The Huffington Post reports that in June
2011, Schmidt -- Google CEO at the time -- met Assange at a cottage in England for a long conversation. Schmidt may not have expected this, but Assange would use the conversation as material for a
book of his own, per HuffPo reporter Ryan Grim. The book highlights Google's cooperative relationship
with the U.S. government in terms of privacy, mass surveillance and Internet freedom.
It points back to Assange's allegations that Google collaborates with the National Security Administration
(NSA). Schmidt appeared on ABC News last week calling Assange "very paranoid." Schmidt said "we have taken all of our data, all of our exchanges, and we fully encrypted them so no one can get them,
especially the government."
Assange describes Schmidt as one who can make "lawyerly" statements. He calls it a matter of semantics. While Google claims it encrypts everything so the U.S.

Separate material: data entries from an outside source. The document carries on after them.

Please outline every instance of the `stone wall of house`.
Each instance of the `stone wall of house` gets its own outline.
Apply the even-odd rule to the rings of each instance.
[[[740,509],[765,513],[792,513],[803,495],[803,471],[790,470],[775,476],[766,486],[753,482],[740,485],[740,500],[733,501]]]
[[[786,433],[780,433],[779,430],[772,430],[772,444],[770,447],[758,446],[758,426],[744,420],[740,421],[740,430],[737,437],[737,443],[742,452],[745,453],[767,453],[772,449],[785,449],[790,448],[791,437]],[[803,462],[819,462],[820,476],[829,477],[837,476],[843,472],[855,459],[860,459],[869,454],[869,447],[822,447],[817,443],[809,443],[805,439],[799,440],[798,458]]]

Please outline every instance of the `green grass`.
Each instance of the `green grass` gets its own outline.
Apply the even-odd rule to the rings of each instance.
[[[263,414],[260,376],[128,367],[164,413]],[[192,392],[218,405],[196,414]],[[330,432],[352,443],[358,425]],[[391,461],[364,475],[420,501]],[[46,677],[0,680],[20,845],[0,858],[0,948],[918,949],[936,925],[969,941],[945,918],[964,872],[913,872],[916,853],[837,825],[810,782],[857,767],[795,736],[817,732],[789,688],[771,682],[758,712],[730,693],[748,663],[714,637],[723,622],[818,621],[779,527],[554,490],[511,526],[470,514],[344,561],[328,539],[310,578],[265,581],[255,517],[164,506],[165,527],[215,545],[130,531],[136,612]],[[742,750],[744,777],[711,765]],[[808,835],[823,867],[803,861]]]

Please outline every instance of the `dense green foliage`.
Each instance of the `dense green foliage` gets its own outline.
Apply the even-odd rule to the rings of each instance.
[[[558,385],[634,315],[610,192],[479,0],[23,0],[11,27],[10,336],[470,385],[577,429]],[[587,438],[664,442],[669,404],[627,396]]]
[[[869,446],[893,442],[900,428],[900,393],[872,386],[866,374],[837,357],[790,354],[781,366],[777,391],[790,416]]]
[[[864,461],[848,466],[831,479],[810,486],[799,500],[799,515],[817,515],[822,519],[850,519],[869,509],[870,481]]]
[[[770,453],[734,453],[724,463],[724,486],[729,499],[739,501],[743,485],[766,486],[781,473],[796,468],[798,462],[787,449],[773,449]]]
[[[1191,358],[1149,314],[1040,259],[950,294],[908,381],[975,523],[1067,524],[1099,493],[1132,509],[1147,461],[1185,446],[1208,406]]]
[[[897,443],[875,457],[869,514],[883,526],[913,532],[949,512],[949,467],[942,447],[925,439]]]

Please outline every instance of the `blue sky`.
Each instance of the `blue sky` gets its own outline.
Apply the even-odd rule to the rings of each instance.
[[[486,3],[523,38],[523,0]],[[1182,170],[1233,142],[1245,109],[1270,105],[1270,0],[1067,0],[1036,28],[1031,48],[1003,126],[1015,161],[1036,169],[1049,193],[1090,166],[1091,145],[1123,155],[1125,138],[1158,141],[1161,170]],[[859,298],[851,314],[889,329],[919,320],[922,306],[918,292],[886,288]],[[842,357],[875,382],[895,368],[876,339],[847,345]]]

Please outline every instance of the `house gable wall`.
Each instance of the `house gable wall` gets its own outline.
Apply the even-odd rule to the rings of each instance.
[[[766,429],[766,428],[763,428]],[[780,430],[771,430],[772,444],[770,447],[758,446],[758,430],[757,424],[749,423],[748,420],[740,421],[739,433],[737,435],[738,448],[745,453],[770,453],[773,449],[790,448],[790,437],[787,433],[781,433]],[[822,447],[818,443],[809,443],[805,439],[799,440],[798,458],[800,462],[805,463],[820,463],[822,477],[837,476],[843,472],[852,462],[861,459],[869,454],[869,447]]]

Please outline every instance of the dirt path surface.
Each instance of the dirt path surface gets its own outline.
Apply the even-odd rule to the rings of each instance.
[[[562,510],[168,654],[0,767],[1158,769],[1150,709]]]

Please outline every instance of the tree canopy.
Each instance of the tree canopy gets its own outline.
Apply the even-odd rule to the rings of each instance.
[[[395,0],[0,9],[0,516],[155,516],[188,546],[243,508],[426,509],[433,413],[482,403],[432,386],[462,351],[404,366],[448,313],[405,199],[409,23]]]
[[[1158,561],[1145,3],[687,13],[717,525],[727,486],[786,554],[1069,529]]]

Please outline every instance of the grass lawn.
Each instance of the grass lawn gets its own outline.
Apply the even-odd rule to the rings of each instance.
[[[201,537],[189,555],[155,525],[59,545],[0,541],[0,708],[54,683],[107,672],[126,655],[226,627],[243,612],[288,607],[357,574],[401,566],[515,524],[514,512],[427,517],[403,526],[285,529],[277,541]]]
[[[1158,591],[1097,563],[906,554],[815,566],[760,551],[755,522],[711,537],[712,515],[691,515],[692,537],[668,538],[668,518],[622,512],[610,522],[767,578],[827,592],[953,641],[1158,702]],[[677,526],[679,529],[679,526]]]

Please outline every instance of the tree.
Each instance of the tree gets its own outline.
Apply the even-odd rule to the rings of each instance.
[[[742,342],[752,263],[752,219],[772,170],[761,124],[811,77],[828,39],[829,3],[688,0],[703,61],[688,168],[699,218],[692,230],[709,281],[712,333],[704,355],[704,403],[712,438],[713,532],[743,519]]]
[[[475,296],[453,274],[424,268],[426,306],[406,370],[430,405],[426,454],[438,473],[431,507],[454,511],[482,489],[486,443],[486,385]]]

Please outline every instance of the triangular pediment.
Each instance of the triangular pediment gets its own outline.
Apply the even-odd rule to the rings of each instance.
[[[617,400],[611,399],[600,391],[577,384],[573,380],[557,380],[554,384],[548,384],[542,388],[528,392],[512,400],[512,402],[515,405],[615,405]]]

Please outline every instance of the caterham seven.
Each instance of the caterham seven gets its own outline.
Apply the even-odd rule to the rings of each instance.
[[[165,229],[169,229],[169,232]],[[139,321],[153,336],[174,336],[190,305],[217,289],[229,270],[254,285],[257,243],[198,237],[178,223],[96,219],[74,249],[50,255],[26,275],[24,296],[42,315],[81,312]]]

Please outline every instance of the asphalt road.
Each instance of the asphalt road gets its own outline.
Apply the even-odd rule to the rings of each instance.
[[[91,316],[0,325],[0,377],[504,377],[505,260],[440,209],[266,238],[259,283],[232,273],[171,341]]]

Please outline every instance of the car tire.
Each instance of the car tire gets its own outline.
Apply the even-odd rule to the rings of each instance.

government cannot get to the data, Assange tells Grim: "He said quite deliberately that Google has started to encrypt exchanges of information -- and that's hardly true, but it has increased amount of
encrypted exchanges. But Google has not been encrypting their storage information."
"Google's whole business model is predicated on Google being able to access the vast reservoir of private
information collected from billions of people each day," Assange explains, suggesting that if Google can access it, then the U.S. government has the legal right to access it. This is what has been
going on, he said.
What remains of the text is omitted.